Jason Vernon also told one of the women, who he knew had mental health problems, that he “fancied” her.
An Avon and Somerset Police misconduct panel found allegations of gross misconduct by Mr Vernon proven.
The force said he would have been sacked had he not resigned last month.
A misconduct hearing found Mr Vernon had pursued an improper sexual, emotional and/or personal relationship by attending the home of a victim of domestic abuse with a bottle of wine and sending inappropriate messages to another woman.

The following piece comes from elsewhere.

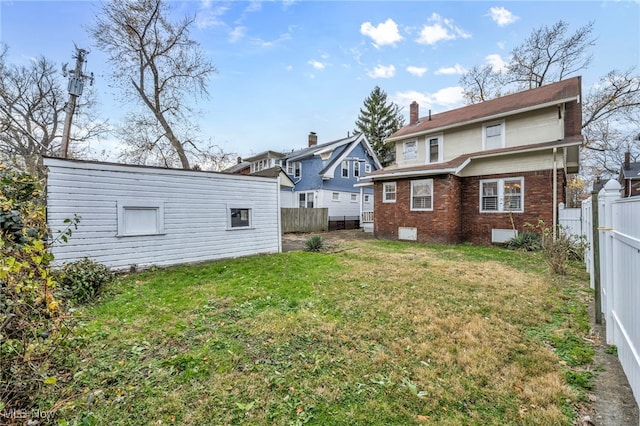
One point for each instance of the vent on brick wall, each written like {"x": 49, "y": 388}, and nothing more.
{"x": 502, "y": 235}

It said that on 29 April last year he phoned one of the women offering to visit her between 10.30pm and 11pm the next day, saying that he would help her find house and a job and that he would buy her wine “just to be nice”.
He then lied to his manager, saying he was going to collect CCTV evidence but instead visiting the woman while on duty, arriving at her house with the wine at 10.35pm.
Mr Vernon phoned and sent personal emails to another woman, the report said, having accessed information about her on the police computer system and knowing she had mental health problems.
He repeatedly contacted the young woman, who had attempted to take her own life a number of years earlier.
He told her by phone in October 2017 that he “fancied” her and exchanged personal emails with her for three months, including one where he wrote: “Beauty as well as brains I like that in a woman, ha ha ha!”
In another message, he said: “Hopefully you can call me by mistake tomorrow, but I don’t believe you did it by mistake.”
Avon and Somerset found Mr Vernon had breached the “authority, respect and courtesy standards of professional behaviour”, and had “failed to act with proper self-control”.
He will be placed on the College of Policing’s barred list, preventing him from working within policing and certain law enforcement bodies.
Superintendent Richard Corrigan, head of Avon and Somerset’s professional standards department, said in a statement: “He used his position to pursue and engage in an improper relationship with two women who he met through the course of his professional duties.
“The fact that both women were clearly vulnerable is an aggravating factor.”